Le Canada contribue aussi au développement de l’arme la plus destructrice jamais conçue : l’arme nucléaire. La plus grande partie de la recherche britannique sur les armes nucléaires est transférée au Canada en 1942. La recherche britanno-canadienne est ensuite fusionnée avec la l’effort des États-Unis pour créer le projet Manhattan. (Voir Le Canada et le projet Manhattan.) L’objectif de ces recherches est de réaliser une arme nucléaire fonctionnelle. De l’uranium extrait par les peuples dénés de Déline, dans les Territoires-du-Nord-Ouest, pourrait avoir été utilisé à cette fin; toutefois, cela n’a pas été prouvé de manière conclusive. Néanmoins, le Canada fournit de l’uranium au programme nucléaire des États-Unis de 1945 jusqu’aux années 1960 au moins. La participation du Canada au projet Manhattan conduira plus tard à la création de l’industrie canadienne de l’énergie nucléaire.
Guerre froide
Le Canada utilise différents types d’armes nucléaires durant la Guerre froide, soit approximativement de 1964 à 1984. Certaines de ces armes sont déployées par l’armée canadienne en Europe de l’Ouest. Elles sont destinées à servir contre les forces militaires du pacte de Varsovie en cas d’attaque. D’autres armes nucléaires sont utilisées au Canada pour la défense contre les avions et les missiles soviétiques. Le Canada possède des fusées à ogives nucléaires, des missiles sol-air armés d’ogives nucléaires et des bombes atomiques transportées par des chasseurs à réaction, et des roquettes d’artilleries équipées d’ogives nucléaires. (Voir aussi La crise des missiles Bomarc.)
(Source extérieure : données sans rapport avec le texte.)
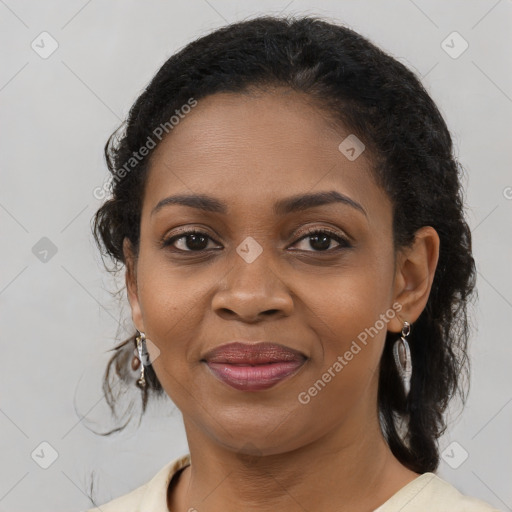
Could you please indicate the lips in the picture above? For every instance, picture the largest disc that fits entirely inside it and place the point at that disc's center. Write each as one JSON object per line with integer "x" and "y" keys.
{"x": 253, "y": 367}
Les États-Unis déploient des bombardiers à longue portée et une douzaine de bombes atomiques au Canada. Ils sont stationnés dans une base aérienne au Labrador pendant une courte période au début des années 1950. Des charges nucléaires sous-marines sont aussi installées dans une base navale à Terre-Neuve jusqu’au début des années 1970.
L’utilisation des armes nucléaires par le Canada est régie par un système à « double clé ». Les armes nucléaires du Canada ne seront utilisées qu’avec l’autorisation des États-Unis, et seulement en cas d’engagement nucléaire complet. Ce type d’arrangement est fréquent parmi les nations composant l’Organisation du traité de l’Atlantique Nord (OTAN) pendant la Guerre froide.
Le Canada collabore avec les États-Unis pour protéger l’Amérique du Nord d’une éventuelle attaque nucléaire. Ensemble, ils créent NORAD et mettent au point des lignes de radars avancés. Des stations de radar et de renseignement sur les transmissions sont installées dans l’Extrême Arctique. Elles doivent permettre au Canada et aux États-Unis de détecter des avions ou des missiles soviétiques avec un délai suffisant pour permettre, théoriquement, de les neutraliser.
Désarmement
Le premier ministre Pierre Elliott Trudeau ne cache pas son opposition aux armes nucléaires. Le Canada signe le Traité sur la non-prolifération des armes nucléaires en 1968. Le Canada élimine ses armes nucléaires de 1968 à 1984. (Voir Désarmement.)
Le Canada ratifie la Convention sur l’interdiction des armes biologiques en 1972, et la Convention sur l’interdiction des armes chimiques en 1995. Depuis 1990, le Comité d’examen du Programme de défense biologique et chimique (CEPDBC) supervise la destruction des armes chimiques et biologiques testées sur le sol canadien. On croit que le Canada ne possède aucune arme de destruction massive. Toutefois, le pays continue à maintenir sa capacité de se défendre contre celles-ci. En outre, le Canada est toujours protégé par le parapluie nucléaire des États-Unis, et est allié avec d’autres puissances nucléaires au sein de l’OTAN.